In his first start in the majors since May 29th in Cincinnati, Stephen Strasburg tossed five scoreless against Atlanta on the mound on Tuesday night in the nation's capital, striking out six and throwing a total of 94 pitches.
Sixty-one of the 94 pitches were fastballs, 14 four-seamers and 47 two-seamers which sat around 96-97 mph. He dialed up the four-seamer to 98, and got swinging strikes with ten of the 36 fastballs Braves' hitters swung offered at.
Only two of the five fastballs that were put in play fell in for hits. The other two hits came on curveballs.
"I wanted them to swing at the fastball," Strasburg told reporters after what ended up a 3-1 and Washington's fourth straight victory overall.
"They did do a good job of working up the pitch count and fighting pitches off, but that's not something that I'm going to go out there and worry about, I'm just going to go out there and make them hit the fastball."

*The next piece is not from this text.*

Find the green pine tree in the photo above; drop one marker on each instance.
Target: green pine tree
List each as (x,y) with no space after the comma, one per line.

"I thought he pitched well," Nationals' manager Matt Williams said.
"Fouled a lot of balls off on him tonight, made his pitch count get up there. Five strong innings for us. Tonight he had some limitations, but next time out he won't have any, so we got him to his pitch count, we got through that last inning fine, and next time out he'll be good to go, but he pitched well."
"It's good to get back out there," Strasburg said. "Obviously I've been working really hard to get things going in the right direction and I was able to go out there and keep the lead."
"I wanted to go out there and execute pitches and pitch my game and I think that's something that, talking to a lot of guys in the clubhouse while I was away really kind of shed some light and what my strengths, what my weaknesses are and I really just tried to pitch to my strengths."
Williams talked before the outing about hoping that all the work Strasburg put in while on the DL would allow him to go out and pitch without having to worry about his mechanics or focus on anything but attacking hitters.
After the start, he said he saw good signs from the 26-year-old right-hander.
"He looked like he was on line," Williams explained. "He looked like he was throwing the ball where he wanted to. He tried to climb the ladder a few times and they fouled balls off, but good fastball. Not the kind of feel he probably wanted for his curveball tonight, but he threw some good ones.
"And I thought he was in command out there, he ran into a little trouble, but other than that he was throwing it where he wanted to, got some strikeouts tonight and pitched well for five innings, so good outing for him."
Strasburg said he was able to just go out on the mound and let it go.
"I think that was the number one goal going out there is that all this time I've been working on the mechanics and working on fine-tuning things," he said.
"But when you go out there between the lines, it's go out there and compete, so I wasn't going to think about mechanics at all, and I was just going to go out there and give it everything I have."
He worked around singles in the first and second innings, retired the side in order in the third, stranded a leadoff runner in the fourth and worked through trouble in the fifth after giving up a one-out double by former Nationals' outfielder Eury Perez and a walk to the opposing pitcher, Alex Wood.
"Everybody is going to have innings like that," Strasburg said, referring to the trouble in the fifth, "and you just have to stick to the game plan and you've just really got to focus on what you can control and the next pitch."
With runners on first and second in the fifth and the Nats up 3-0, Strasburg struck Jace Peterson out with a 96 mph 3-2 fastball up high and got Cameron Maybin to ground out to ground out to second with a 97 mph heater.
"He understands how to get out of innings," Williams said. "He's been there before.
"And he could reach back a little bit tonight for his fastball. He used that a lot in the last inning to get out of it. Again, five innings of really good baseball for us tonight."
In hindsight and with the time away to reflect on the first two months of the season, Strasburg said after the game that he came to a realization.
"Sometimes you've just got to take a step back to realize how bad it was," he explained, "and once I did I was kind of able to get back to what my body was supposed to feel like instead of just trying to mentally grind through it and I feel a lot stronger and feels a lot more consistent now."